You Again is an alluring mystery ... It’s also an elegant literary puzzle ... an ingenius maze ... You Again offers a sophisticated argument about the nature of time and memory ... Balancing the kinetic plot...with a realistic portrait of an ordinary marriage is no mean feat. But Immergut writes well about the kind of weary, inchoate longing that can grow to define a long-term marriage ... One of the pleasures of You Again is how capably Immergut captures her visual artist’s thought process ... Immergut, who like her heroine toiled at a soul-killing day job for many years, writes with clarity and compassion about 'ambitions that refused to be thwarted.'
... stunning ... feels eerily relevant, perfect for this time of deep uncertainty and rapidly shifting news. It is dreamlike and immersive, like falling into someone else’s alternative reality.
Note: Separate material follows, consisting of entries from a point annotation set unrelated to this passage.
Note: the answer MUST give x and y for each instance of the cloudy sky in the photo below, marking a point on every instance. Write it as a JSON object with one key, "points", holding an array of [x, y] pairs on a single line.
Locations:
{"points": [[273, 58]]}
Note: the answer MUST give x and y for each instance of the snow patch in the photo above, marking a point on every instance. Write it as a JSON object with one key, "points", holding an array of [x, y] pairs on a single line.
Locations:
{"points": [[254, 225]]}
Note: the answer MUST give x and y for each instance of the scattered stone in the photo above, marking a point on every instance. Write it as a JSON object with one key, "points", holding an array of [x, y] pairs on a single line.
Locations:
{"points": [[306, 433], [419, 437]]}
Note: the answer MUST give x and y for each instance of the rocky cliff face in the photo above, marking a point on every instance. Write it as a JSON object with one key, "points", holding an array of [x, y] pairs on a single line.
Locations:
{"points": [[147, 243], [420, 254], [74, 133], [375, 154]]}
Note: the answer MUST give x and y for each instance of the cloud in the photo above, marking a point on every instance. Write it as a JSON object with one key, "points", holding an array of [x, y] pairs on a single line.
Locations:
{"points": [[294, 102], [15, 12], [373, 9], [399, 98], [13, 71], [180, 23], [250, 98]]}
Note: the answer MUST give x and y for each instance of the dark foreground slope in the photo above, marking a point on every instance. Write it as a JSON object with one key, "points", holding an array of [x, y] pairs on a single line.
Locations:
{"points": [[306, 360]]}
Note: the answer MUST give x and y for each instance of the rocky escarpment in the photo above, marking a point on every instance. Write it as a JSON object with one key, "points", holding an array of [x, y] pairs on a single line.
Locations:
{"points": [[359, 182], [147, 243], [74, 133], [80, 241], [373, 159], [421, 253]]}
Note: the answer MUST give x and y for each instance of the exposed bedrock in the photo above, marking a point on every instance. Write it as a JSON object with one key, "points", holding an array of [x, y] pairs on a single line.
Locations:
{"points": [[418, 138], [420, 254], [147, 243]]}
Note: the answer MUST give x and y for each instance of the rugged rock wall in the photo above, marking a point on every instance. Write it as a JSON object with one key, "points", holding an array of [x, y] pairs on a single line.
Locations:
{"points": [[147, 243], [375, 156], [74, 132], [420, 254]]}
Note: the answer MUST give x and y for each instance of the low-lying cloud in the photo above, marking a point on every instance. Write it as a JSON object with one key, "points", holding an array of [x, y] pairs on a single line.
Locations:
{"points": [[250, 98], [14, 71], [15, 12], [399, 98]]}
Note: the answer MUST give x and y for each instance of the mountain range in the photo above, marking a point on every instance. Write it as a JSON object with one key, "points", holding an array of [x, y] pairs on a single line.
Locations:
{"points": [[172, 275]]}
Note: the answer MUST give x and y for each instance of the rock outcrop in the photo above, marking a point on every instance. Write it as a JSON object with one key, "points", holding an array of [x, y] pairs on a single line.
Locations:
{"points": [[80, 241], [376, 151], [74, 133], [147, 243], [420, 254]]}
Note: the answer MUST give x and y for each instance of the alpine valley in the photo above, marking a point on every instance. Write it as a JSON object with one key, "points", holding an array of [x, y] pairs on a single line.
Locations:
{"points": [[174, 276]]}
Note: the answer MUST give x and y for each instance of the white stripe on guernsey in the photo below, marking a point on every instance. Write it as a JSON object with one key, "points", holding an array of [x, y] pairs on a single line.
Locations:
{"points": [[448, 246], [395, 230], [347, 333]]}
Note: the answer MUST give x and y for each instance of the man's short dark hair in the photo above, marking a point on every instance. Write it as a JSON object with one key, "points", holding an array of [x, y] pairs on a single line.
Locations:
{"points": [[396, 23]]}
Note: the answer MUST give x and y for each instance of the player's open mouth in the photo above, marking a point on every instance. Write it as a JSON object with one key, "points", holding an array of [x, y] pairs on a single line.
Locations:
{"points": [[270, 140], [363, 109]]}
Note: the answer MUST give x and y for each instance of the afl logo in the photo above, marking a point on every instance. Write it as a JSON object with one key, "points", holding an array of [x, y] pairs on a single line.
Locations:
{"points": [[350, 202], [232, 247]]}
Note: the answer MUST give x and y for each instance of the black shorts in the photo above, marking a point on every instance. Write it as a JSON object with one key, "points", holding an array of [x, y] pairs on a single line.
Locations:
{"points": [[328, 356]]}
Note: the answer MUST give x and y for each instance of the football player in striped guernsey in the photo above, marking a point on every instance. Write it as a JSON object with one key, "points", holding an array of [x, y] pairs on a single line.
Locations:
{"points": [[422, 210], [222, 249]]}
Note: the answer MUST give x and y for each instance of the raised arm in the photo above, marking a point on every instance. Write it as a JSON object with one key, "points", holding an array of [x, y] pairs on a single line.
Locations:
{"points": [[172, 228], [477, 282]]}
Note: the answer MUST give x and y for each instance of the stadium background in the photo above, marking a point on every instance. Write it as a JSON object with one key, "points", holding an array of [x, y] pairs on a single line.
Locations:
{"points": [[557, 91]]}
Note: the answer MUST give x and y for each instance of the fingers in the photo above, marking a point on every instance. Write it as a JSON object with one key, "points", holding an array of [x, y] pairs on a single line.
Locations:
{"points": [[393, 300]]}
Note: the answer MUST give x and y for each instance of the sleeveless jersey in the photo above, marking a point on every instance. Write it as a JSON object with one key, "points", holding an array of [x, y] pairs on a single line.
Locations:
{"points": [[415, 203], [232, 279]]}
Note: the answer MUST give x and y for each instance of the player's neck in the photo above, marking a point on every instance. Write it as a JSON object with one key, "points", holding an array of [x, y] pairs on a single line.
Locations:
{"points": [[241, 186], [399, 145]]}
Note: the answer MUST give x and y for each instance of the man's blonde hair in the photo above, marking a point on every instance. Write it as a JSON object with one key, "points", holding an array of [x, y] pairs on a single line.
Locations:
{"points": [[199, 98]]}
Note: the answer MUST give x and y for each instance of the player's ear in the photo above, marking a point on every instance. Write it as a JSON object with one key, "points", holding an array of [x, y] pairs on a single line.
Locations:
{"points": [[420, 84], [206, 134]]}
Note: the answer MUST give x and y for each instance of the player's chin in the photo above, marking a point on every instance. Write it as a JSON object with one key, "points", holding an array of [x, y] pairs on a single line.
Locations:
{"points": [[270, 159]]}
You Again, combining psychological suspense and fantasy, is a family-life novel, an art-world chronicle and an examination of the mutability of reality ... Ms. Immergut provides several brain-teasing surprises—and ties up her theoretical loose ends in a manner that still allows readers the space to wonder.
The events are commentated by email correspondence between neuroscience experts discussing Abigail’s case, which greatly heightens the intensity of her unraveling—it’s clear early on that Abigail’s story made history. Immergut...delivers a furious page-turner.
Although an unidentified individual’s quest to solve 'the many mysteries about Ms. Willard’s role in the deadly events of 2015' forms the book’s frame, Immergut allows the bulk of the tale to unfold via Abby’s journal. Her entries are evocatively written, keenly self-aware, and peppered with artful observations that lend the story texture, vibrancy, and depth. At once a mind-bending puzzle and a profound meditation on love, fate, ambition, and regret.
Immergut’s busy jumble of plotlines doesn’t quite cohere or resolve the nature of the sightings, and the overwrought prose doesn’t help...but there is plenty of suspense and intrigue. Still, she doesn’t stick the landing.